The bill renews for five years the programs to collect fees from drug and device manufacturers to support the FDA’s costs for reviewing products seeking agency approval. It calls for drug companies to pay about $393 million in those fees next year, and medical device makers about $48 million.

The bigger story attached to movement of the bill to the president’s desk is the new, much broader powers provided to the FDA for post-approval surveillance of drugs – as well as some additional post-approval requirements for devices — a response to a key drug withdrawal and a variety of new concerns and black box warnings for several drugs over the past several months.

The FDA legislation would require all clinical trials on drugs, biologics and devices to be registered in a publicly accessible trial registry. Yet to be determined is the amount of information that will appear on that registry, how easily accessible and, finally, how informative it really is – in other words the actual level of disclosure.

Such disclosure ought to be of great benefit to the public, but as the saying goes (and an aphorism that we can hardly lay claim to), “the devil is in the details.”

The legislation includes the reauthorizations of the Best Pharmaceuticals for Children Act and the Pediatric Research Equity Act, provisions that the FDA has said provide valuable information concerning the impact of medical products on pediatric populations.

The bill contains a measure that would require firms to pay an additional $225 million in user fees over five years for drug-safety activities.

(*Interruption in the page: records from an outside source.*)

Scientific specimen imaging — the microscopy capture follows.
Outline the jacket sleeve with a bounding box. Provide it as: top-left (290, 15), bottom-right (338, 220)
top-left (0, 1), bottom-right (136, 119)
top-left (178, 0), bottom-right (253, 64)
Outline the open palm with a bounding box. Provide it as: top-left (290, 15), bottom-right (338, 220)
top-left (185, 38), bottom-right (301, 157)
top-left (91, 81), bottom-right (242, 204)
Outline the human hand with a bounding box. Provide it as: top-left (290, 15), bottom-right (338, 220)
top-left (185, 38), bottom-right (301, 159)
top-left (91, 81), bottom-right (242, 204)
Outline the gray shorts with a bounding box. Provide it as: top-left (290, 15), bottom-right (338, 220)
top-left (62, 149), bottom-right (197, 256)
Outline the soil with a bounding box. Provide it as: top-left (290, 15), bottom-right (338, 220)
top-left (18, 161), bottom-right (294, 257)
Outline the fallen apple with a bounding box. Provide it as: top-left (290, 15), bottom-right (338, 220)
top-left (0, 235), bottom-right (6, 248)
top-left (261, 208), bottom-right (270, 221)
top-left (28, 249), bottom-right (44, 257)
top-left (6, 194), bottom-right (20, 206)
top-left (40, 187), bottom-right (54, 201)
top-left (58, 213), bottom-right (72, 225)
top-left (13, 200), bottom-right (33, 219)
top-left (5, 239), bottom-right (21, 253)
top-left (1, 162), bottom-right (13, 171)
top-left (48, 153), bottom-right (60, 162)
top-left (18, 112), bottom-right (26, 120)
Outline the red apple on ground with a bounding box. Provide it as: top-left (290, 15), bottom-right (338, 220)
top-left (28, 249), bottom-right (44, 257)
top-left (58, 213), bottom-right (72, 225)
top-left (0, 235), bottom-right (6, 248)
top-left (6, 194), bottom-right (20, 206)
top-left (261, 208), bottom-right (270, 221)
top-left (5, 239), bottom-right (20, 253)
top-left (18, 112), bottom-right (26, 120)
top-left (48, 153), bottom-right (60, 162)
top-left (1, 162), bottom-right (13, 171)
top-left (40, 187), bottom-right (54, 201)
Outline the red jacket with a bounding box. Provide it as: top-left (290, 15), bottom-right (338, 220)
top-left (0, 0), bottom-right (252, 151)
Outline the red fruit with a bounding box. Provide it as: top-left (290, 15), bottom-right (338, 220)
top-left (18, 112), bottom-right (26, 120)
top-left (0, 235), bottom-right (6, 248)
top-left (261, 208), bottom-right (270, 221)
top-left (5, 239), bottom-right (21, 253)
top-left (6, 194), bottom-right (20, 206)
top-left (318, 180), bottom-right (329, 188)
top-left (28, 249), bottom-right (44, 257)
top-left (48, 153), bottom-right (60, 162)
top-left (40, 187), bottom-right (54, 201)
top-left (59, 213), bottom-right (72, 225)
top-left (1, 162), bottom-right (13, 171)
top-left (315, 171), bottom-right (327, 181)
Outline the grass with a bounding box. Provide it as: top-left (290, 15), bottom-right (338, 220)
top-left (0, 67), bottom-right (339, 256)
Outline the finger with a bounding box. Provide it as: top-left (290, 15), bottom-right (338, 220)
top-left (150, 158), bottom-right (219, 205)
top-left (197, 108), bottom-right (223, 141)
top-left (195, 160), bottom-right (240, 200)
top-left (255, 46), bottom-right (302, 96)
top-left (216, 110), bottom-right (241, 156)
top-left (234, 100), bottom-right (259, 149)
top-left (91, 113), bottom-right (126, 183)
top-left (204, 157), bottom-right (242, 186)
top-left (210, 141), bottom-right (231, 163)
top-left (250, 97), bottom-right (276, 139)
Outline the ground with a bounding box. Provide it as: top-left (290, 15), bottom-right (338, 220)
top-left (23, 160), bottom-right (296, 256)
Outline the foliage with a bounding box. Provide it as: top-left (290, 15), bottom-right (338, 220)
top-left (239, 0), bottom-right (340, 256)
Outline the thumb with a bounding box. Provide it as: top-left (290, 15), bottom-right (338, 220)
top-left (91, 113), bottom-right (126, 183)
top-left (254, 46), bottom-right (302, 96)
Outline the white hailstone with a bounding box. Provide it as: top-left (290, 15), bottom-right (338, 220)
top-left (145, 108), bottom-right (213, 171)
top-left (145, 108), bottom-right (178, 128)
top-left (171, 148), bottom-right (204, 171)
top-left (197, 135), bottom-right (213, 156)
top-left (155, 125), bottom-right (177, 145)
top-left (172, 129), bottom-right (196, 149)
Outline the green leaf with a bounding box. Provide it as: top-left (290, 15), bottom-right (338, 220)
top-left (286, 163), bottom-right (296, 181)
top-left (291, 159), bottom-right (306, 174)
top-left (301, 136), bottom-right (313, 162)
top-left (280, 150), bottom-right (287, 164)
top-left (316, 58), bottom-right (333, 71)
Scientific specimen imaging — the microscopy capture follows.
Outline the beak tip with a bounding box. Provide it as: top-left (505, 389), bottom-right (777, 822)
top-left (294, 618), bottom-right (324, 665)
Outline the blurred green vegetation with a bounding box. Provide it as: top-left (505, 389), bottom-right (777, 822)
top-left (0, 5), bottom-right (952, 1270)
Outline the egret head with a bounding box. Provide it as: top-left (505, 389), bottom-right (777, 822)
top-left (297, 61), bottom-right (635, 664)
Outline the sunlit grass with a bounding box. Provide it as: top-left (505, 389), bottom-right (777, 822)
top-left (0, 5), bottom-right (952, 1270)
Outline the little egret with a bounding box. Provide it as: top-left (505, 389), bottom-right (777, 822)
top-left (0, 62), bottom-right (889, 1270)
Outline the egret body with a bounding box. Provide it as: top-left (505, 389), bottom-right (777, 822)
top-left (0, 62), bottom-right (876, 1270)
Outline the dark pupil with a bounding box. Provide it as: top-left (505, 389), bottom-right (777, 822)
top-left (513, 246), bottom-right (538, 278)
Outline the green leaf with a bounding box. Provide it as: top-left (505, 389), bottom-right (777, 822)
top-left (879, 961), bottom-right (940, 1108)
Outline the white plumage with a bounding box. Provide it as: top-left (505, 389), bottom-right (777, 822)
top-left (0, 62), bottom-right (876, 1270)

The legislation would require manufacturers to work with the FDA to develop risk-evaluation and mitigation strategies (REMS) before a drug is approved. The REMS are intended to help firms and regulators better assess post-marketing adverse-event reports and more efficiently communicate risk information to the public after a drug is approved.

And the legislation gives FDA the power to review television advertisements about drugs and biologics before the commercials are aired.

Currently, FDA reviews commercials submitted on a voluntary basis before they air or warns advertisers when the agency becomes aware of false or misleading information in an advertisement that has already aired. However, those warnings generally come after the advertisement has appeared for several weeks.

All in all, no one seems to be sure how many of these provisions will apply, immediately or eventually, to devices, but it is obvious that device makers need to monitor this carefully. All of these provisions will greatly increase post-approval costs of drugs, thus add to the pre-approval estimated at nearly $1 billion and more per new drug (always reflected at the pharmaceutical counter.)

The future moral of this story: Device manufactures probably need to exert every effort to police themselves in order to avoid this much policing by the agency – with many companies saying FDA surveillance is already over-arduous.

Following the two approvals of the legislation last week, both the FDA and AdvaMed (Washington) issued statements praising the congressional action, both statements pretty much being pro forma.

Andrew von Aschenbach, in the FDA statement, said that the PDUFA and MDUFMA programs “have resulted in significant public health gains by making safe and effective, yet increasingly complex, medications and medical devices available to patients faster than was previously possible.”

That statement is hardly plausible by any standard.

The agency is not keeping up with product complexity, and while its annual reports always claim faster approvals, the data provided always appears to us as (as the Brits would say) mostly jiggery pokery. And in healthcare terms, not significant, statistically or otherwise.

A statement from AdvaMed, with Stephen Ubl, president/CEO, praising the congressional actions, also came as no surprise.

AdvaMed has been the main driver behind getting and keeping the device user fee program, and it is in its best interests to tell the world – and the AdvaMed membership – that such fees are a good thing.

But the user fees are not the real question here – they are what they are. The question is the FDA’s activities, going forward, to implement the new legislation and answer a variety of questions, as follows:

How much usable information concerning the post-approval performance of drugs and devices will be provided to the public?

How easily accessible by the public will this information be?

How many of the FDA’s extended powers over pharmaceuticals will then also be applied to devices?

And what will be the ratio of additional costs to additional product safety?